Parents should not keep children out of school for sore throats and runny noses

Parents should not keep children out of school for sore throats and runny noses, health leaders have suggested.

Being in school can help alleviate feelings of anxiety among children, according to a letter sent to headteachers as the new school year starts.

The advice comes as politicians and education leaders have voiced concerns about the rise in children missing school in England since Covid-19.

The pandemic “may have caused some parents to feel less confident” with assessing whether their child is well enough to be in school, the letter says.

It adds that more children may be absent from class than before the Covid-19 pandemic “due to symptoms of anxiety”.

The letter – signed by England’s chief medical officer Professor Chris Whitty and the leaders of the Royal College of Nursing, Royal College of General Practitioners, Royal College of Paediatrics and Child Health, Royal College of Psychiatrists and Royal Society for Public Health – gives advice on absences.

It says: “It is usually appropriate for parents and carers to send their children to school with mild respiratory illnesses. This would include general cold symptoms: a minor cough, runny nose or sore throat.”

The letter says: “Worry and mild or moderate anxiety, whilst sometimes difficult emotions, can be a normal part of growing up for many children and young people. Being in school can often help alleviate the underlying issues.

“A prolonged period of absence is likely to heighten a child’s anxiety about attending in the future, rather than reduce it.”

It adds: “Being in school improves health, wellbeing and socialisation throughout the life course. The greatest benefits come from children and young people attending school regularly,” the letter adds.

More than a fifth (22.3%) of pupils in England were “persistently absent” – meaning they missed at least 10% of their school sessions – in the 2022/23 academic year, Government figures show.

This is significantly higher than the pre-pandemic rate of 10.9% in 2018/19.

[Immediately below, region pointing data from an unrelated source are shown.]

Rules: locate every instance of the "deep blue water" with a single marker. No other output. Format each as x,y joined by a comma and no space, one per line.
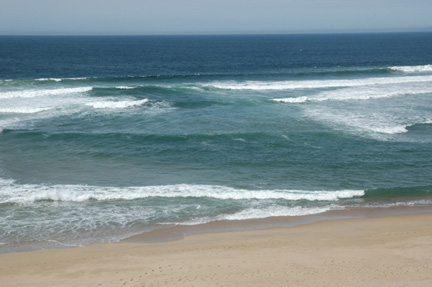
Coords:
104,137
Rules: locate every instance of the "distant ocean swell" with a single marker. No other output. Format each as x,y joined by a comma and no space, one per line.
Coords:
94,159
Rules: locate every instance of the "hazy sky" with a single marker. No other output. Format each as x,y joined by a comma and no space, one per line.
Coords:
209,17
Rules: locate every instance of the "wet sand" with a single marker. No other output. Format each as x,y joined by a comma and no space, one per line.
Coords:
384,251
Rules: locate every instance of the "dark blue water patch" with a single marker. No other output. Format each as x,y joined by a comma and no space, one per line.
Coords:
267,160
109,56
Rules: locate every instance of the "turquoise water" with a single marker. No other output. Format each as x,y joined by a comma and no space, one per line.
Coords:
105,137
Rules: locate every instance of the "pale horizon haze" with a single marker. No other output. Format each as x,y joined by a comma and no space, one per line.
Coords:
151,17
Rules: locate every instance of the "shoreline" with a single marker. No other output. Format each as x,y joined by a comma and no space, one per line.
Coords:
181,231
381,251
176,232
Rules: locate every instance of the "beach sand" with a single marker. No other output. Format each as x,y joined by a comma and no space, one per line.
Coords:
385,251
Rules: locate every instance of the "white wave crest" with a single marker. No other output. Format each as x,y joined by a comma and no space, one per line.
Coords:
125,88
292,100
49,79
412,69
314,84
363,93
43,93
27,193
116,104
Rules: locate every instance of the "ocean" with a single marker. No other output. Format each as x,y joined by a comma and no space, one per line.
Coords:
105,137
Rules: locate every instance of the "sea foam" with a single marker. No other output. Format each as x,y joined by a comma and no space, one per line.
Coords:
315,84
412,69
28,193
116,104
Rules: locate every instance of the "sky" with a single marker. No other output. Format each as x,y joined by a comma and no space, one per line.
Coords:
153,17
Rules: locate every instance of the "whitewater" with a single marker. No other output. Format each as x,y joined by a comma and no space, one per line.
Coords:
99,145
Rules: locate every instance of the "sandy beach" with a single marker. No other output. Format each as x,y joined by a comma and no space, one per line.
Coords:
386,251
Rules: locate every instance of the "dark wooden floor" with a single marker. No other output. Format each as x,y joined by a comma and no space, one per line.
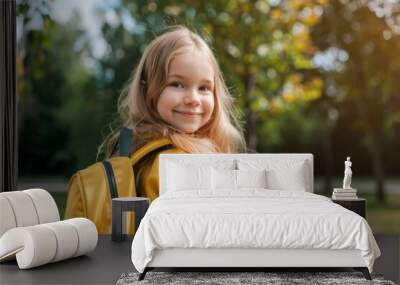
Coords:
106,264
389,262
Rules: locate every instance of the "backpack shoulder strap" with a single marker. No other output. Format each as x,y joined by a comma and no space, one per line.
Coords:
148,148
125,141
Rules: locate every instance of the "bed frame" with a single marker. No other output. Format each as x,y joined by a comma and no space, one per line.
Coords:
248,259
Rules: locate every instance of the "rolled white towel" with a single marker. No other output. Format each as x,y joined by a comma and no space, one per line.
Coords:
40,244
7,218
23,208
46,207
26,208
33,246
87,235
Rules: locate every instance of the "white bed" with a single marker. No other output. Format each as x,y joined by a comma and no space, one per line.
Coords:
247,210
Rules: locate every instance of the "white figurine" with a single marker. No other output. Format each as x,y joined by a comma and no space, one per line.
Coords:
347,174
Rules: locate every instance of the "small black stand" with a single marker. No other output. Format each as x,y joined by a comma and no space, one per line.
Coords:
139,205
358,205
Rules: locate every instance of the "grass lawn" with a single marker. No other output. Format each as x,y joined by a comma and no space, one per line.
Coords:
383,218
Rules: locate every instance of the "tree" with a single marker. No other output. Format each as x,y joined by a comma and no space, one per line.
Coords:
367,77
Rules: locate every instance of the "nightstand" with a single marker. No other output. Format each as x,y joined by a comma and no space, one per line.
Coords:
358,205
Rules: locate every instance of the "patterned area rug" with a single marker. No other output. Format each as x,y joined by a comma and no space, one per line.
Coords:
230,278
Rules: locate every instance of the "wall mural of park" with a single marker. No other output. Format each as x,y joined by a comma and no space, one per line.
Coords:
313,76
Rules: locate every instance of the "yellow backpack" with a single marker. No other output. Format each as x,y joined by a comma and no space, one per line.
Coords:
91,189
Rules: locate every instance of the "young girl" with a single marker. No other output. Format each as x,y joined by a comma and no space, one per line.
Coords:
177,92
176,102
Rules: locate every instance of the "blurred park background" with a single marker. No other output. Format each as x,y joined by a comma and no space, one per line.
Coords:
315,76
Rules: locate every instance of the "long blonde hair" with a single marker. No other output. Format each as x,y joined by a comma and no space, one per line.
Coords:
137,103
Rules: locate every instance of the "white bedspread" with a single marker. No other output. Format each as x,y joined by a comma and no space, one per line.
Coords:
250,219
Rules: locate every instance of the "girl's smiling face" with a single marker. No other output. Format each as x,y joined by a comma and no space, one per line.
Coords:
187,101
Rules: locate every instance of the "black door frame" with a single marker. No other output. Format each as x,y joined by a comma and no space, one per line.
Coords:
8,98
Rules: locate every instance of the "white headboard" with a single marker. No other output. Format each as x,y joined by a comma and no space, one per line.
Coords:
230,161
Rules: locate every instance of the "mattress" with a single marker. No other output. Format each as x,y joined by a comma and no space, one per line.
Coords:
250,219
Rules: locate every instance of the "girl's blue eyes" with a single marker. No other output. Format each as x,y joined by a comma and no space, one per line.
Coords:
180,85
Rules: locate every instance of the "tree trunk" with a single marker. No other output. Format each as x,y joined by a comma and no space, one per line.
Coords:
327,152
377,159
251,118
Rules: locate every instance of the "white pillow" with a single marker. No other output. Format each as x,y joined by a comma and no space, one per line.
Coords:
251,178
224,179
292,179
281,174
182,177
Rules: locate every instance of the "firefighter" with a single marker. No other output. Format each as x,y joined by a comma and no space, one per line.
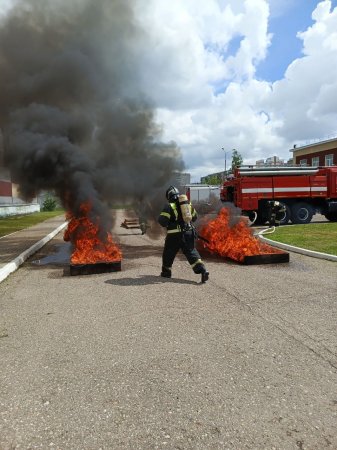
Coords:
181,234
276,213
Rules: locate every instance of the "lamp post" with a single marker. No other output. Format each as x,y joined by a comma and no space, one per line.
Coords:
225,160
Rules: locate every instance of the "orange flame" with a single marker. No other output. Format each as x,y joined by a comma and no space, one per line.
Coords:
89,248
234,242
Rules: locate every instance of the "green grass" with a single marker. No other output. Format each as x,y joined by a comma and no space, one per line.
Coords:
319,237
15,223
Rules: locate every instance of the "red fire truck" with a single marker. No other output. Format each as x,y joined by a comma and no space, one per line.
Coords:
304,191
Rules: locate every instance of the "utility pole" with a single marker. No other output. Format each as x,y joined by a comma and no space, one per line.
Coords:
225,160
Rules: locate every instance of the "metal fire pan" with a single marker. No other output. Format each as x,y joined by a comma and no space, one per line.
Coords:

Julie McCulloch, director of policy at the Association of School and College Leaders, said: “This is clearly a major issue and, although illness absence rates also remain higher than pre-pandemic levels, is not something that can be solved simply by sending children to school when they have a minor cold.

“Many persistently absent pupils are struggling with profound problems which have been exacerbated by the cost-of-living crisis. What they need is more specialist, pastoral and mental health support.

“Schools also need the support of attendance officers who are able to get out in the community and talk directly to parents and carers.

“School leaders do not need a reminder of how important attendance is; they are already doing everything they can to reduce absences. What they do need is targeted Government investment and support to tackle the many factors beyond the school gate that are having such an impact on attendance.”